Monday, April 15, 2013

Ding-a-dong listen to it, maybe it's a big hit, even when your lover is gone gone gone, sing ding-dang-dong

I couldn't quite make up my mind how I felt about the controversy over whether Radio 1 should broadcast Ding Dong! The Witch Is Dead on its official charts show yesterday. On the one hand, we're forever being told that Thatcherism was all about "freedom" (except for Chileans, Cambodians and non-white South Africans, naturally), and therefore the logic that good Thatcherites should simply accept that people have the freedom to offend seemed inescapable. And of course that was exactly the line we heard from many conservative commentators during the debate over the offensive Danish cartoons a few years ago, so it would have been nice to see a little consistency of principle from them. On the other hand, the idea that the song could be played in full by the state broadcaster when everyone would know exactly what it represented in this context (direct celebration of an individual's recent death) seemed just a bit too in-your-face. So, on the whole, I came round to feeling that an acknowledgement of the song's chart position, an explanation of what it was doing there, plus a clip of the song, was probably a fair enough compromise.

But that was before the decision to play I'm In Love With Margaret Thatcher in full earlier in the same show. Above all else, Radio 1 needed to demonstrate that it was being politically even-handed, so either both songs should have been played in full, or neither should have been.
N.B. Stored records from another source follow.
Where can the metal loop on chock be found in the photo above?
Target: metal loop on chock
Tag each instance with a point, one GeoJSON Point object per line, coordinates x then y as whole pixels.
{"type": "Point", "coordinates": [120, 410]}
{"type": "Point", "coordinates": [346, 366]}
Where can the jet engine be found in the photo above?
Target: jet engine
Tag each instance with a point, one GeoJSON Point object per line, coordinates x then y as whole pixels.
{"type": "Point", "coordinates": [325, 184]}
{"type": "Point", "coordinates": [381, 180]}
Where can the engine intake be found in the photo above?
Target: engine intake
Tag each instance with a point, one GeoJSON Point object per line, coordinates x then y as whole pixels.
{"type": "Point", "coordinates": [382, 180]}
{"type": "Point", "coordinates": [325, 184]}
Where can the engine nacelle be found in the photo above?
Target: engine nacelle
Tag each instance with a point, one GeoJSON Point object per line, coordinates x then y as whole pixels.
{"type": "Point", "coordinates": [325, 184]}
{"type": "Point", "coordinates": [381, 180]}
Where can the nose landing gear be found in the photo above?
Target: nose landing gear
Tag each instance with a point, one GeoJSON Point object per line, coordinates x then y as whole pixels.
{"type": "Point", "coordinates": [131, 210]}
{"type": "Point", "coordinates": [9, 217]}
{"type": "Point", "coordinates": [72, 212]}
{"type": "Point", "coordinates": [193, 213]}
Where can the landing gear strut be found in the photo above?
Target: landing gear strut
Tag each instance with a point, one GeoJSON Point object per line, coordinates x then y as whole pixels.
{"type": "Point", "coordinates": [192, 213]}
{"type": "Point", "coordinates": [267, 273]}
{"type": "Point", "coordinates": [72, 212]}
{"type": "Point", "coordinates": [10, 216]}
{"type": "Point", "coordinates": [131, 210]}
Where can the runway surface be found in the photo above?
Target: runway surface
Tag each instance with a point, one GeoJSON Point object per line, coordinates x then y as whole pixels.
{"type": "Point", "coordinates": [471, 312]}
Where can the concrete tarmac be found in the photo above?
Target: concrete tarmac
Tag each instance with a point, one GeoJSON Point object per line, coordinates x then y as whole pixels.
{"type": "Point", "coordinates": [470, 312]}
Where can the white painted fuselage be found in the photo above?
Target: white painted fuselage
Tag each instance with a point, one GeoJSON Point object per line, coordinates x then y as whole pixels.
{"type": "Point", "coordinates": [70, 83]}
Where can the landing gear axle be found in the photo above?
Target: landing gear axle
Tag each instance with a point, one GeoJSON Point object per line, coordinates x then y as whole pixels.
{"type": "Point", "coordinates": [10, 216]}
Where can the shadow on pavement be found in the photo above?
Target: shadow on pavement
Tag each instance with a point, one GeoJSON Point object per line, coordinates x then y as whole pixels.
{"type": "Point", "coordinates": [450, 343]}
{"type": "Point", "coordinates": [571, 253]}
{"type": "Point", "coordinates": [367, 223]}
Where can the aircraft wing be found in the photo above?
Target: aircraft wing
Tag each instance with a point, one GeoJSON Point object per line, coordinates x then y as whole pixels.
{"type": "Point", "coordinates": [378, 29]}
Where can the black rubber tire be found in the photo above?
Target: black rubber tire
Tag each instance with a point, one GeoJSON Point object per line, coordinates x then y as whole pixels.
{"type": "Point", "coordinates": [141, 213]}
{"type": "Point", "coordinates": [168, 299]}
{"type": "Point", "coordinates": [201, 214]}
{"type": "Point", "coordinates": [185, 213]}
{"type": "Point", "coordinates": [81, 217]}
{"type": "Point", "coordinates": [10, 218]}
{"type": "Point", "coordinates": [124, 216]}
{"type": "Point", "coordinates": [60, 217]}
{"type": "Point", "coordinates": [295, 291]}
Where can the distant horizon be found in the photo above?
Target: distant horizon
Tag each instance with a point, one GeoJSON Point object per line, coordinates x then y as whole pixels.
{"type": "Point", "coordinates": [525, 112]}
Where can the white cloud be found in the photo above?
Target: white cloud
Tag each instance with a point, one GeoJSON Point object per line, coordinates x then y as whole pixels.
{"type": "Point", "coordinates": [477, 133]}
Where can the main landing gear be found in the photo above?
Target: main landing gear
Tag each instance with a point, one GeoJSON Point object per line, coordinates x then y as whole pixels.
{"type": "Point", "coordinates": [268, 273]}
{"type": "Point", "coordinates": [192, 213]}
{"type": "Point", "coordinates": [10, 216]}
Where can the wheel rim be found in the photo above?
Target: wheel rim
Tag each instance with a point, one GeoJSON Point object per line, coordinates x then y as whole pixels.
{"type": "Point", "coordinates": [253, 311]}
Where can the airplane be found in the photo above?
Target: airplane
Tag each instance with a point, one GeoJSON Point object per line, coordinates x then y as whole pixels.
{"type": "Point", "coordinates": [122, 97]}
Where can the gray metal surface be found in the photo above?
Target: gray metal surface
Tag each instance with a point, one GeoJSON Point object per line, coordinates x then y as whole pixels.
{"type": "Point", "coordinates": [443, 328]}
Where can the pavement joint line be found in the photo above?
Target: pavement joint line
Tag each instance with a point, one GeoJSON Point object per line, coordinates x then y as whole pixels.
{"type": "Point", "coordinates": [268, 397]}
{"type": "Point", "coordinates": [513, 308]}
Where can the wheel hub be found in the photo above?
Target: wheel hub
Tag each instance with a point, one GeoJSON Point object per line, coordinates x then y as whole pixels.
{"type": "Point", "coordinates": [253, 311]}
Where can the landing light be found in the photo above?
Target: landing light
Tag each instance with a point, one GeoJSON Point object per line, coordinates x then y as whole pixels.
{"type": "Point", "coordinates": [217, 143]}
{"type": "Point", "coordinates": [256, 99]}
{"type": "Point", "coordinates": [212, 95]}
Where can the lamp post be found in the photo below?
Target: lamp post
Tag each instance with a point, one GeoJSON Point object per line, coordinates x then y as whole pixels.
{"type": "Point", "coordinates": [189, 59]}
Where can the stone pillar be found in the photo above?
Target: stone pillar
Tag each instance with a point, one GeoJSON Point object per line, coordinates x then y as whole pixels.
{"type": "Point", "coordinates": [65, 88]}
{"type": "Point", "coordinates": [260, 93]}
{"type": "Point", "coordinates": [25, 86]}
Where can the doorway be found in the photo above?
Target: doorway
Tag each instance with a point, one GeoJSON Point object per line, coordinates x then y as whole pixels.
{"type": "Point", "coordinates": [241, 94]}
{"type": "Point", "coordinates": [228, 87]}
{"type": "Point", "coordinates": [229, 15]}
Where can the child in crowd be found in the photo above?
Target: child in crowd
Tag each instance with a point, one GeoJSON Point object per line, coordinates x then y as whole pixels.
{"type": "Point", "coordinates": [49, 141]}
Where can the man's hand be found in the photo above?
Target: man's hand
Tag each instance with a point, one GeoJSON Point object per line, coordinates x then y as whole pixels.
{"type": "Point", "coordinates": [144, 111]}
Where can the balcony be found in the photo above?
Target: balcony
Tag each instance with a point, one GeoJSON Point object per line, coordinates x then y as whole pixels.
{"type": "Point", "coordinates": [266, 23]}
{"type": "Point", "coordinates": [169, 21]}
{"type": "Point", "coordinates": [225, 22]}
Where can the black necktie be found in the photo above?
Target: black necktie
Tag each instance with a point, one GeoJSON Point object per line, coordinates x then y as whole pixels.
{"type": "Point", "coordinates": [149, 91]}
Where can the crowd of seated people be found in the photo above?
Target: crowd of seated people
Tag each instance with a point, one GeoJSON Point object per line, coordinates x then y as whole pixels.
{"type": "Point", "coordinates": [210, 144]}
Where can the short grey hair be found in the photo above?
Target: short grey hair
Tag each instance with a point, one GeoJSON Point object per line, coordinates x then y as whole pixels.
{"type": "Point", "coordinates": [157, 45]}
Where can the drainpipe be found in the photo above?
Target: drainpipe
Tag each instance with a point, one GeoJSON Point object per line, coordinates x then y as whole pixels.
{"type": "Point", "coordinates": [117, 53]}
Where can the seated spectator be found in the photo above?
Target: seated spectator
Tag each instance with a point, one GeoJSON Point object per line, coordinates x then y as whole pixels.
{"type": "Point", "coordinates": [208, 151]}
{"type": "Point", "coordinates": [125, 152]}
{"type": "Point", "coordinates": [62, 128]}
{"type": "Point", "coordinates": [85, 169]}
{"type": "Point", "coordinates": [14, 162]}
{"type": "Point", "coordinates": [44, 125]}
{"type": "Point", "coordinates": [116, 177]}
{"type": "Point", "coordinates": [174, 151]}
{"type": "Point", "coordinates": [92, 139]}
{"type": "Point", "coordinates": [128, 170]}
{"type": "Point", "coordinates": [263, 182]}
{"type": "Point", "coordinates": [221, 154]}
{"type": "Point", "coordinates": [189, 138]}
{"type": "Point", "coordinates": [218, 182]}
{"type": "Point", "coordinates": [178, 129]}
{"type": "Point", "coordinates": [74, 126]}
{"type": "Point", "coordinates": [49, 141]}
It's not good enough to say that the pro-Thatcher song was not intended to offend - it had only reached its lowly chart spot as a direct result of a campaign designed to counter the one that had got Ding Dong! to number two. If one song required a news report to put it in its correct political context, then they both did.

In purely practical terms, without making any moral judgements, it has to be said that the success of a Facebook campaign in getting an intensely annoying song from a 1930s musical to very near the top of the charts is an incredible achievement. There was a time when campaigns like the "it'll be hilarious if this works" one for Rik Waller to win Pop Idol fell flat on their face as a matter of routine, so the mobilising power of social media really seems to have come of age.